A proposal to levy a statewide 1 percent residential property tax would vault Illinoisans’ property tax burden to the highest of all 50 states.
The latest prescription for curing Illinois’ pension woes without reform? Crowning Illinois homeowners as the No. 1 property taxpayers in the nation.
Economists from the Federal Reserve Bank of Chicago released a report May 7 suggesting a 1 percent statewide residential property tax, on top of the property tax bills Illinoisans already pay. The revenue from this new property tax would go entirely toward paying down the state’s pension debt. (The report’s authors peg that debt at roughly $130 billion. Moody’s Investors Service has estimated it may be more than $250 billion.)
Under the plan, owners of homes worth $250,000 would pay an additional $2,500 in property taxes for the next 30 years.
Experts at the nonpartisan Tax Foundation ran this proposal against their 2018 State Business Tax Climate Index.

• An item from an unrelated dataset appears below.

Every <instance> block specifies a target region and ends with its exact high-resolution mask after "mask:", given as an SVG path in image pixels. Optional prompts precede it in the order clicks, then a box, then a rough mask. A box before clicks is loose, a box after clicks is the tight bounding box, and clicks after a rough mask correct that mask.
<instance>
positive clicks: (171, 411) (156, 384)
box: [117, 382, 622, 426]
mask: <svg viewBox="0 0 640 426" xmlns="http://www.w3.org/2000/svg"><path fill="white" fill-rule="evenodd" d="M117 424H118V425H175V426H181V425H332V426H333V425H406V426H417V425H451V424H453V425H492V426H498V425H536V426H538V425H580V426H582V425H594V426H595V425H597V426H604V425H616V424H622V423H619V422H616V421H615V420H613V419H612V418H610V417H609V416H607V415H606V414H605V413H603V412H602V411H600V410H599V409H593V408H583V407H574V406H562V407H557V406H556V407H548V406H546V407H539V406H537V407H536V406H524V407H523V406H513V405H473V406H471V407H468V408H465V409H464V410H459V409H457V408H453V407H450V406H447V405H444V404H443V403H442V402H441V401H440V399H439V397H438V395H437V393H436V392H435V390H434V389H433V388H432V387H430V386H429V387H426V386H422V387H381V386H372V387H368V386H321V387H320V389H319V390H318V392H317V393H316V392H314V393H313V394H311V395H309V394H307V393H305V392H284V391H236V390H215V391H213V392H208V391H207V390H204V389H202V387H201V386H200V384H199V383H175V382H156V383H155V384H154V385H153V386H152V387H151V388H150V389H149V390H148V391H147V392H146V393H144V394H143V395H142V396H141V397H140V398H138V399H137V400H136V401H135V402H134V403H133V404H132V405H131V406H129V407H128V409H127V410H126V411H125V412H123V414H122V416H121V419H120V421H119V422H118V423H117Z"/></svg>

The results aren’t pretty.
Illinois currently ranks 45th in the nation for its property tax burden, according to the Tax Foundation, with property taxes amounting to 2.03 percent of median income, or $2,087 per capita.
If the Land of Lincoln implements this new 1 percent property tax, the Tax Foundation estimates Illinois’ property tax burden would fall behind every other state, ranking 50 out of 50. That ranking takes into account property tax collections per capita, property taxes as a percent of personal income and capital stock taxes.
In the wake of this proposal, state Rep. Jeanne Ives, R-Wheaton, introduced a House resolution opposing the passage of a new, statewide property tax in Illinois.
To their credit, Chicago Federal Reserve economists have done residents the favor of laying bare the magnitude of pain that pensions can inflict upon homeowners. That is, if lawmakers fail to alter the state’s constitution to allow for changes to benefits.
Illinoisans already saw property taxes grow six times faster than incomes from 2008-2015 – driven in no small part by rising pension costs at the local level and the state level, where those costs crowd out funding for core services.
And that’s what’s even more frightening than a proposal for a multibillion-dollar property tax hike: The fact that it wouldn’t even be enough to fix the state’s debt problem.
This additional tax would do nothing to address tens of billions of dollars of retiree health care costs at the state level, or the billions of dollars in local pension debtalready creating financial crises in places such as Harvey.
The stakes for pension reform have never been clearer for taxpayers and their elected officials: Amend the Illinois Constitution and restructure pension benefits, or face a world of hurt.